J’avais hâte, tout de même, de découvrir ce groupe dont j’avais entendu parler lorsqu’il s’était retrouvé sur la liste longue du prestigieux prix Polaris, l’été dernier. Si le punk rock alternatif de PUP pouvait parfois sembler convenu parce qu’il emprunte à la pop, le groupe dégageait néanmoins un enthousiasme contagieux et une authenticité qui a su lui gagner le public. Résultat: dès la deuxième toune, le mosh pit était parti. Les gens scandaient les paroles – ou les oh-oh – avec les quatre musiciens qui se démenaient joyeusement, chantant, sautant, pétant des cordes…Bref, donnant un maudit bon show

Certaines chansons se démarquaient du lot par leur intensité et leur lourdeur, ce qui n’était pas déplaisant sur le plan du rythme du spectacle. Un bel équilibre entre lourdeur, légèreté, rapidité et lenteur (lenteur pour du punk, on s’entend) qu’on retrouve aussi sur Morbid Stuff, le dernier long-jeu du groupe. Il est d’ailleurs intéressant de noter que l’aspect plus indie des pièces ressort davantage sur l’album qu’en spectacle. 

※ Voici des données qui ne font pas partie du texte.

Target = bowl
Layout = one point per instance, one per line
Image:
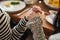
(52, 3)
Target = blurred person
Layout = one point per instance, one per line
(56, 35)
(30, 21)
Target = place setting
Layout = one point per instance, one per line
(12, 6)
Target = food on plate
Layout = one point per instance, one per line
(54, 3)
(15, 3)
(7, 4)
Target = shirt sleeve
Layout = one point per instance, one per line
(12, 34)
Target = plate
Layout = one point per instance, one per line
(12, 8)
(51, 6)
(50, 18)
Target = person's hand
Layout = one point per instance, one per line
(32, 13)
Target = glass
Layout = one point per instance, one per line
(30, 1)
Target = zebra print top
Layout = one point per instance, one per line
(6, 33)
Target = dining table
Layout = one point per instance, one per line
(47, 27)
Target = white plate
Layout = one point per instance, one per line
(50, 18)
(12, 8)
(46, 2)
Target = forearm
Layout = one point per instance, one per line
(35, 25)
(19, 29)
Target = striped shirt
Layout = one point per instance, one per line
(6, 33)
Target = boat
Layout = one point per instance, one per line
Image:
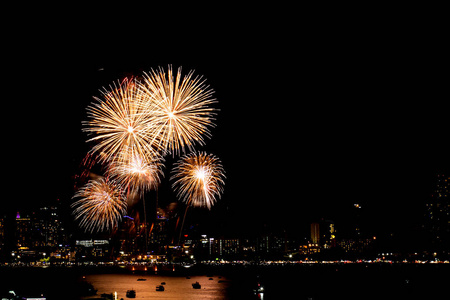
(131, 294)
(107, 296)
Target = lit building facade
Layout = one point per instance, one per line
(437, 216)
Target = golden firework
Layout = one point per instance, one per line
(199, 179)
(180, 109)
(120, 124)
(137, 173)
(101, 205)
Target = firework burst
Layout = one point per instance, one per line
(138, 173)
(120, 124)
(199, 179)
(181, 112)
(100, 207)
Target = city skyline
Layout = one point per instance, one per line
(304, 129)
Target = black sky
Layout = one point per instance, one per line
(314, 115)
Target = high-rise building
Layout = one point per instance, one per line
(437, 216)
(315, 233)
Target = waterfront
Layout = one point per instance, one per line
(306, 281)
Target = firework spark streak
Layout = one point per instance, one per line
(199, 179)
(100, 207)
(181, 112)
(120, 124)
(137, 173)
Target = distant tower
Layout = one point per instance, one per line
(438, 213)
(315, 233)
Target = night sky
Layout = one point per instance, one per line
(313, 116)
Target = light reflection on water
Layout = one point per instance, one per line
(175, 287)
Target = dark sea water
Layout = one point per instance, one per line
(318, 281)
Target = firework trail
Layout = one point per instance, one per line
(181, 113)
(120, 124)
(199, 179)
(100, 207)
(137, 173)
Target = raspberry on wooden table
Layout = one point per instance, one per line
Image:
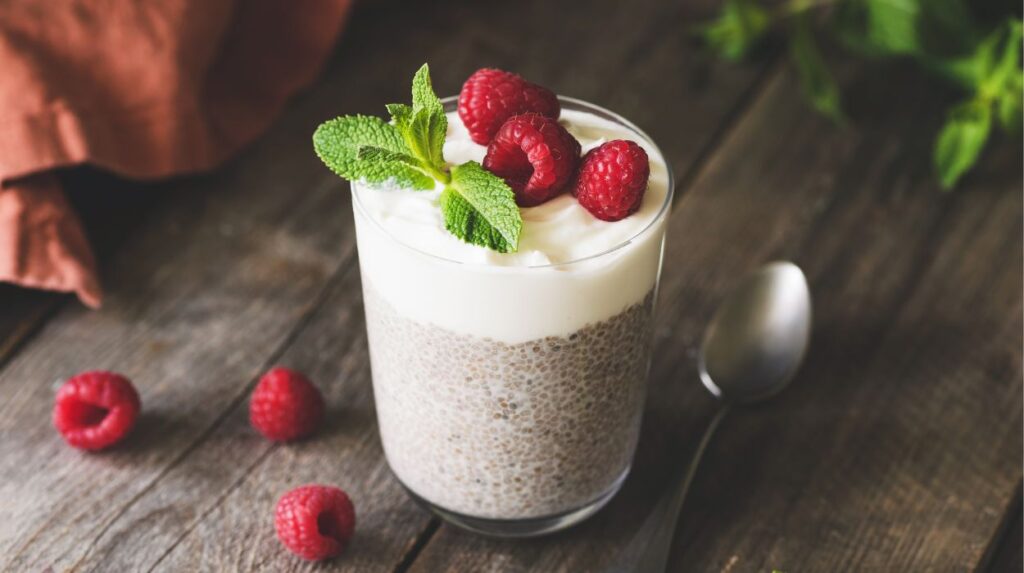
(612, 179)
(489, 96)
(314, 522)
(95, 409)
(536, 157)
(285, 405)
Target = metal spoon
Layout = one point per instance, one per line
(751, 350)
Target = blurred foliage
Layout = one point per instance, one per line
(976, 48)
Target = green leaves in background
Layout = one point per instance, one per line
(961, 140)
(816, 81)
(940, 35)
(739, 27)
(478, 207)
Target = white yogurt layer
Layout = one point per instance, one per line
(561, 278)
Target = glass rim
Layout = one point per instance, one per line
(450, 103)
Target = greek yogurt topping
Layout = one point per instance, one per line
(571, 269)
(557, 231)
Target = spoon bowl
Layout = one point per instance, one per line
(759, 336)
(752, 349)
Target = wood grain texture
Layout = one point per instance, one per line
(898, 446)
(1008, 549)
(253, 265)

Entre les pièces, le groupe torontois s’efforçait de nous parler en français le plus souvent possible. Ses interactions avec le public nous ont fait découvrir que non seulement PUP sait faire de la musique, mais qu’il se sert aussi de sa tribune pour valoriser l’inclusion et le changement social. En effet, en plus de rappeler que chacun est libre de porter ce qu’il veut et d’être qui il veut, le chanteur nous a invité à faire un don à RAVEN, un organisme de défense des droits des peuples autochtones, au moment de l’achat d’articles à la table de marchandises.

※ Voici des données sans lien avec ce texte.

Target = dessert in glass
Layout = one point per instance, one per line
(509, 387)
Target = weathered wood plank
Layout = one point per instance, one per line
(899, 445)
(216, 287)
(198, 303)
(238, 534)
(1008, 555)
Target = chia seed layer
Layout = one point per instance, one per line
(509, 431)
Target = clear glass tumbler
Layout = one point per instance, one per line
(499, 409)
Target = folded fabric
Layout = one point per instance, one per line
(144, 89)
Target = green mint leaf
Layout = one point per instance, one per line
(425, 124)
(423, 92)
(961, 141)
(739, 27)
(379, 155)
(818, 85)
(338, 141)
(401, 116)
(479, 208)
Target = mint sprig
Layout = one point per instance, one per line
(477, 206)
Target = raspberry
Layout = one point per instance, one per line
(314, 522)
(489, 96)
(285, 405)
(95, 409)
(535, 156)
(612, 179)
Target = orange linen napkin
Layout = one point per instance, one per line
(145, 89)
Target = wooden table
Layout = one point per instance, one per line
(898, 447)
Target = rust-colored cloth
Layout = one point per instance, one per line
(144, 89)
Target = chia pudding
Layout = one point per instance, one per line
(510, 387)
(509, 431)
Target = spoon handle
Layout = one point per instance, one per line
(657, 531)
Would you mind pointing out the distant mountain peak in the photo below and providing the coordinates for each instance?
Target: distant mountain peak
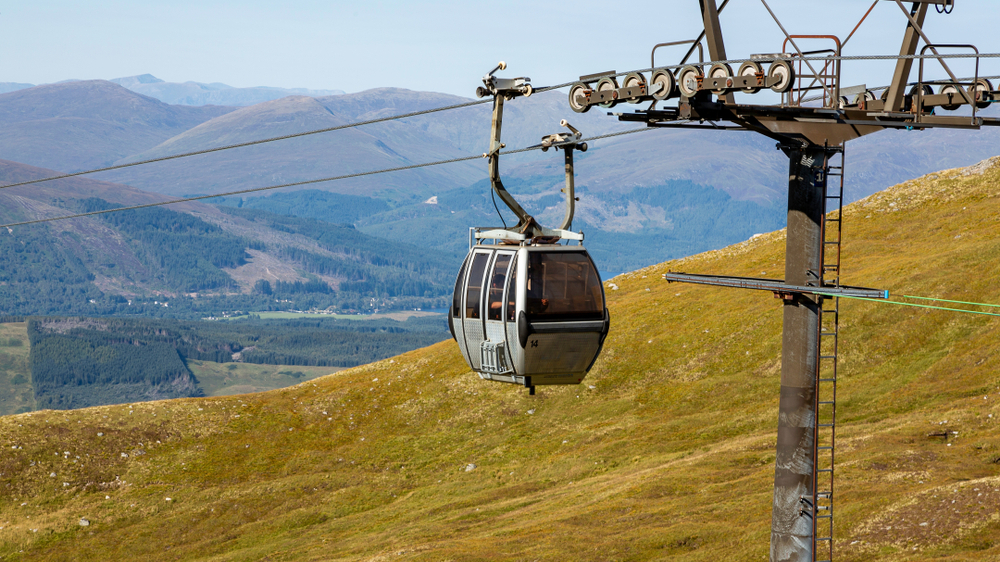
(133, 80)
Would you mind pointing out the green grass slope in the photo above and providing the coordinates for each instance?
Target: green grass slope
(665, 451)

Préférant ne pas faire de rappels, le groupe nous a malgré tout donné tout ce qu’il lui restait pour les deux dernières chansons qui allaient clore le spectacle, et par le fait même leur grande tournée canadienne. 

NOBRO

NOBRO – Photo : Marie-Ève Fortier

Avant que les quatre gars de PUP ne montent sur scène, ils ont laissé le soin aux filles de NOBRO (no-bro, t’a pogne tu?) de réchauffer la foule. L’affaire, c’est que le public n’était pas prêt pour l’aplomb avec lequel les quatre musiciennes balançaient leurs compositions short mais tout sauf sweet, si vous voyez ce que je veux dire. Du vrai headbang material, un lot de compos bien classic rock, blues un peu, punk sur les bords et fascinantes, toujours. Heureusement, après les deux premières pièces, le monde s’est réveillé, s’est rapproché et a pu bien voir de quoi le groupe était capable. 

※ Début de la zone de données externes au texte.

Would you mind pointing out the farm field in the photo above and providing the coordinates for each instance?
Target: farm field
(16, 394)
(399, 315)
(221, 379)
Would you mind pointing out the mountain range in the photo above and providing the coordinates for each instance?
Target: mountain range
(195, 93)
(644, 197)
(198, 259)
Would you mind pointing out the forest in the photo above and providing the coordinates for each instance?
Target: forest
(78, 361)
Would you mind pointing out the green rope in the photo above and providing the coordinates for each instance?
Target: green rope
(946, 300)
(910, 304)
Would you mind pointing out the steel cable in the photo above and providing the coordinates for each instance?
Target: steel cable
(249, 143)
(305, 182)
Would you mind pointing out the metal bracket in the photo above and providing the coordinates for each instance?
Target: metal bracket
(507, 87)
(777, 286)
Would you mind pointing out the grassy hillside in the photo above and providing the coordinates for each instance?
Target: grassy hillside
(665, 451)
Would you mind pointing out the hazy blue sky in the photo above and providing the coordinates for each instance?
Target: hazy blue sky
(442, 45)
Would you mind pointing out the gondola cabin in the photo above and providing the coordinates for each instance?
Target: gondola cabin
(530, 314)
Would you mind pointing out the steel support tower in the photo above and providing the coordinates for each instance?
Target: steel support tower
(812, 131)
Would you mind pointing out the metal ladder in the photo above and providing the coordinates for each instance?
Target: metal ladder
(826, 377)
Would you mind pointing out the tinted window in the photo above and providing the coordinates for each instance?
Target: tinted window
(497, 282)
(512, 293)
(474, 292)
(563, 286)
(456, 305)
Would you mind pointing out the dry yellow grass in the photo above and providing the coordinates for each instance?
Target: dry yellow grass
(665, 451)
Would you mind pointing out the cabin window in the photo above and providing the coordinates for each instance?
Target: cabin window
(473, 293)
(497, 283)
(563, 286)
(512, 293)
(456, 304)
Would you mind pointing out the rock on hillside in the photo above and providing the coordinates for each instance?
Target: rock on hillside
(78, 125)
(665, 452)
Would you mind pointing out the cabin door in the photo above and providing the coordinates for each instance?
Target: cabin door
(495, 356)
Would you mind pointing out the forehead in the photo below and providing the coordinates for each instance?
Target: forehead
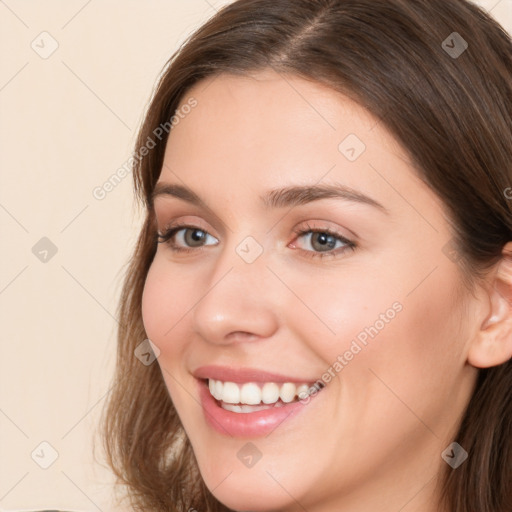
(248, 134)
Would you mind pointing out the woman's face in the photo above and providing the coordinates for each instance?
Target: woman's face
(368, 300)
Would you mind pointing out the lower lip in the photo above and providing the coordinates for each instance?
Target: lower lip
(251, 424)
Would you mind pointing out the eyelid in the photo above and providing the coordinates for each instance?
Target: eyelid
(175, 227)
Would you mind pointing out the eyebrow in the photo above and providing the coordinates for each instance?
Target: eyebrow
(279, 198)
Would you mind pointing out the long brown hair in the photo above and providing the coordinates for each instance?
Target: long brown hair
(451, 111)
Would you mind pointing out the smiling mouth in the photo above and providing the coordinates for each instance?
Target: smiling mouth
(251, 397)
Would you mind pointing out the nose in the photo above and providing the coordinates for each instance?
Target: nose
(239, 302)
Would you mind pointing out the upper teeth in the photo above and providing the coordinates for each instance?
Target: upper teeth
(251, 393)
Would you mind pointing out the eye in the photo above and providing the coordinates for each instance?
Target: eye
(324, 242)
(191, 237)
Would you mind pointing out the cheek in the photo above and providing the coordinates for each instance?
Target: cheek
(164, 303)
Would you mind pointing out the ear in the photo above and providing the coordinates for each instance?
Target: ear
(492, 344)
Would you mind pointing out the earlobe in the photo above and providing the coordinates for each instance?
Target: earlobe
(492, 345)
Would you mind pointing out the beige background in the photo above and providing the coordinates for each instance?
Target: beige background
(67, 123)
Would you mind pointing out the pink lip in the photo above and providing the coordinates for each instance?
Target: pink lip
(245, 425)
(241, 375)
(253, 424)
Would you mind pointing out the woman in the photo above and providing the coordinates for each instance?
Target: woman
(325, 269)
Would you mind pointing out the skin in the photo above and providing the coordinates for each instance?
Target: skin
(372, 439)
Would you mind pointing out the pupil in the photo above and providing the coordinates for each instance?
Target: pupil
(325, 240)
(196, 235)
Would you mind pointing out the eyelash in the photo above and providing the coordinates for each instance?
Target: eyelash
(167, 236)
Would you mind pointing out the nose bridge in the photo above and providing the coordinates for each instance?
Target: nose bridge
(237, 299)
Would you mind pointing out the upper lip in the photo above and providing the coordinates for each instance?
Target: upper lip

Que ce soit Kathryn McCaughey à la voix (quelle voix rock, aussi) et à la basse, Sarah Dion à la batterie, Lisandre Bourdages aux claviers (et aux BONGOS!) ou encore leur acolyte Karolane Carbonneau à la guitare, chaque musicienne maîtrisait son instrument et accomplissait prouesse après prouesse sur des rythmes effarants. Moi aussi, si j’avais été les gars de PUP, j’aurais écouté en hochant la tête et en souriant sur le bord de la scène. 

En somme, si vous êtes amateurs de musique qui shread, je vous annonce que NOBRO habite Montréal et que vous devriez saisir votre chance à leur prochain passage dans votre coin de pays.